Well, my take is that you should be able to squat and I teach all my students that they can squat to parallel without knee valgus, especially if it’s a none 1RM attempt. I think you should have the motor control to adequately push your knees out and I think most people, when they are squatting, they are not pushing their knees out enough. They think of the squat as like kind of falling into a harmonica and that’s not how you squat. Squatting is a lot more about sitting in between your knees. Most people can achieve far greater range of motion that way, with more neutral limbal pelvic alignment. That said, when you have the motor control necessary to perform perfect squats in textbook form and you still experience that you’re getting knee valgus during heavy attempts, especially during maximal lifting and it happens almost involuntarily, like you just cannot help it and it also helps you lift more weight, which is usually kind of the same thing, like your body is making you move this way no matter how you try to move, because it’s simply the biomechanically optimal way for your body to perform the movement. If that is the case, you have the motor control not to do it, at least during sub-maximal movements and it doesn’t cause you any pain or discomfort, then the knee valgus that you are experiencing is probably actually functional. It is essentially a good thing, not “a problem” that needs to be fixed. It may look somewhat ugly, but it is probably not really a problem.
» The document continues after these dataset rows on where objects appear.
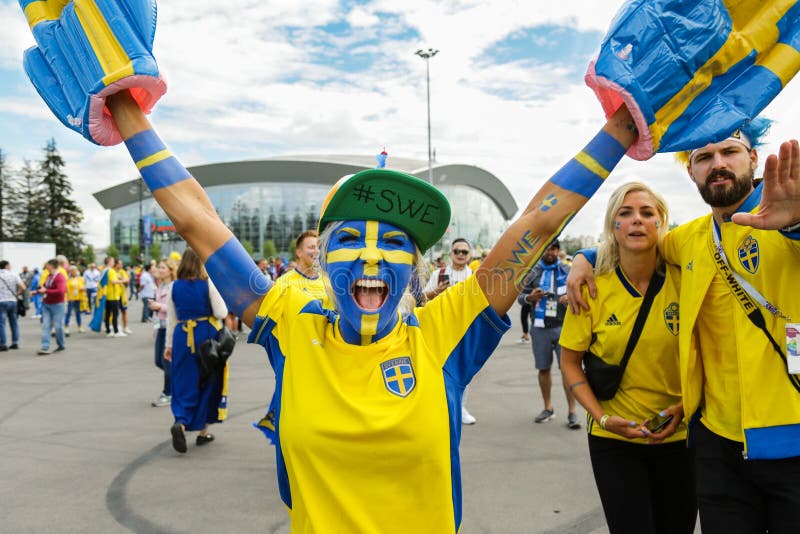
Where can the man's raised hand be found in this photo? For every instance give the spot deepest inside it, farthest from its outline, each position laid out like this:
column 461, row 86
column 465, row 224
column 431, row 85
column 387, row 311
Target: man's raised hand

There is no strong evidence that it is unsafe for the knees and there is some evidence that it might help you lift more weight. So in that sense I think knee valgus is actually a very functional natural thing. As I explained in my previous video, good exercise technique doesn’t have to look pretty, good exercise technique is simply the movement that allows you to stimulate the desired training adaptations, and in this case knee valgus can definitely be a part of that. So don’t obsess over your knee valgus.